My mother Adele had a spirited and fearless appetite for learning. She approached everything in life with zest and when she set her mind to it she could do just about anything…she was an inspiration to me.
When I was little and she was busy rearing us kids, she pursued a variety of creative interests. It was during this time that she decided to learn calligraphy, print making (with linoleum cuts), and book binding.
She started by teaching herself all about calligraphy.
She studied Medieval illuminated manuscripts, and different handwritten alphabets until she found a style that she could make her own.
In the beginning I remember she used feathers to make her pens – I think they must have been goose feathers – they were big and sturdy and white. She cut the tip of the feather at the exact angle for it to fill with ink and to make it form the right width of line as she wrote out text. Eventually she started using a pen that had interchangeable nibs. The pen was easier to use than feathers, but it was still a very difficult thing to do properly.
It took a lot of practicing to get the right style so that she could form the letters without thinking too much.
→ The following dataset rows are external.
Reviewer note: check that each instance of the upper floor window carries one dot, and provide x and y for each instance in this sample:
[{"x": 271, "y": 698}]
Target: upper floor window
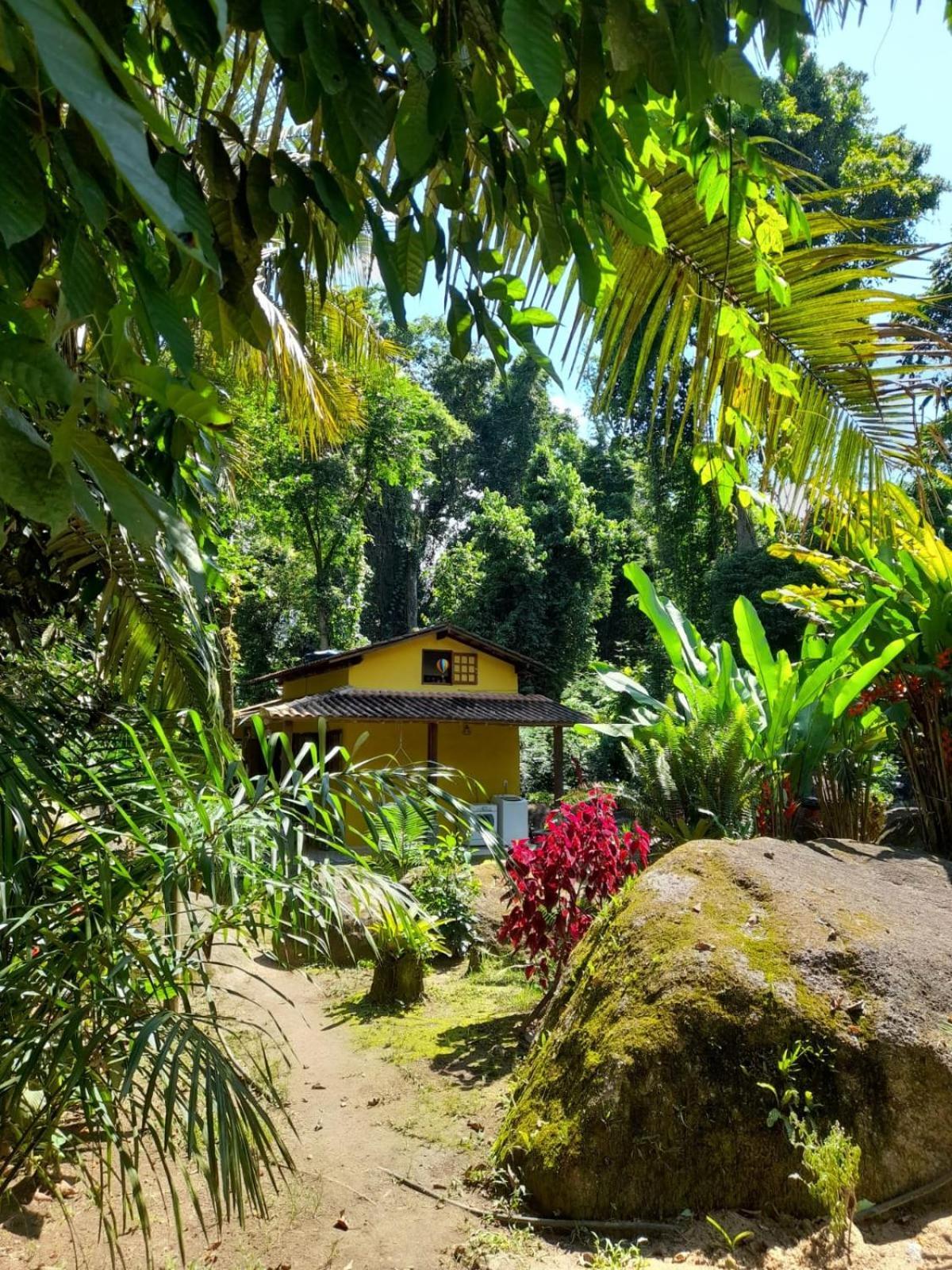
[
  {"x": 463, "y": 668},
  {"x": 448, "y": 667}
]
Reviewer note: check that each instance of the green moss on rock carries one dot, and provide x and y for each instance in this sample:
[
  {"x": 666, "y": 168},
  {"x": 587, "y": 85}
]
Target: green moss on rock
[{"x": 643, "y": 1099}]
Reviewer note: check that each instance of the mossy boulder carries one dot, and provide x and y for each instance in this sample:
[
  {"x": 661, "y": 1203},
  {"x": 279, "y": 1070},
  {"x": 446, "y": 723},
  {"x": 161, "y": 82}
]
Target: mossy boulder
[{"x": 641, "y": 1095}]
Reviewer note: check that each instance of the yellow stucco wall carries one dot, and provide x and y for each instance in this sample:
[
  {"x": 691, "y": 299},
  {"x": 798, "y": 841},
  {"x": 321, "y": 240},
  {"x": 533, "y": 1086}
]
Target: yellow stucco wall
[
  {"x": 400, "y": 667},
  {"x": 489, "y": 755}
]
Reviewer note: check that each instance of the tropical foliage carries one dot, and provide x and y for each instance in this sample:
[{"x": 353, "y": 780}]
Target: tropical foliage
[
  {"x": 729, "y": 732},
  {"x": 130, "y": 852},
  {"x": 562, "y": 879},
  {"x": 905, "y": 583}
]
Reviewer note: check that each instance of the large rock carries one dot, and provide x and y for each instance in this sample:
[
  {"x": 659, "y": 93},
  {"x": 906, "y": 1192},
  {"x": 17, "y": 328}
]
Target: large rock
[{"x": 641, "y": 1096}]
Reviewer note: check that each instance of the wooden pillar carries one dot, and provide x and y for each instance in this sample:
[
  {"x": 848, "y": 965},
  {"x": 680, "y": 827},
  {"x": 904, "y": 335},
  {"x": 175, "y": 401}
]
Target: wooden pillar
[{"x": 558, "y": 764}]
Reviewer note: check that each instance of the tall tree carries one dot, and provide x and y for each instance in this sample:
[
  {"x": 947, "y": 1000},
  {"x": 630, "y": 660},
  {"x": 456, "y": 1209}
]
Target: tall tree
[
  {"x": 537, "y": 575},
  {"x": 824, "y": 124}
]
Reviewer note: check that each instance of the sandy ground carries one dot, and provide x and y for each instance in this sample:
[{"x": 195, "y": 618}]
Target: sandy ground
[{"x": 361, "y": 1100}]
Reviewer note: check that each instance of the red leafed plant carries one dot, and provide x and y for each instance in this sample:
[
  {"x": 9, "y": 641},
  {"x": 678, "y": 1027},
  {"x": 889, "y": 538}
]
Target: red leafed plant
[{"x": 562, "y": 876}]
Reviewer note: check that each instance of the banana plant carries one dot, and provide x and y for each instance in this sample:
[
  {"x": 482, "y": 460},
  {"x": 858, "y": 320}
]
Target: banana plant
[{"x": 791, "y": 708}]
The letters needed to look even and balanced and have a visual rhythm to them.
It wasn’t enough for her to just learn calligraphy – she also learned how to bind the pages she made into books.
She decided to make a book of her favorite poems – and to make three copies of it by hand; one for my grandmother, one for my sister, and one for me (more on this book in an upcoming post).
To illustrate the book she made a different linoleum cut for each poem.
She printed each picture by hand, using a large smooth spoon to rub the ink from the lino block onto paper. (She later bought an etchings press and a font of type to use for making other books).
One of our neighbors in Bronxville was Mr. Valenti Angelo. Mr. Angelo was a famous artist, book illustrator and author and he helped my mother learn how to make and bind books; it was very generous of him.
My mother took me to Mr. Angelo’s house on several occasions. Mrs. Angelo would make tea or lemonade and we’d sit and visit for a few minutes in the garden or the living room before going upstairs to his studio where he kept his printing presses and his beautiful paintings.
He would let me look at books that he’d written and illustrated while he talked to my mother. I remember liking his children’s book Nino so much that he gave me a copy.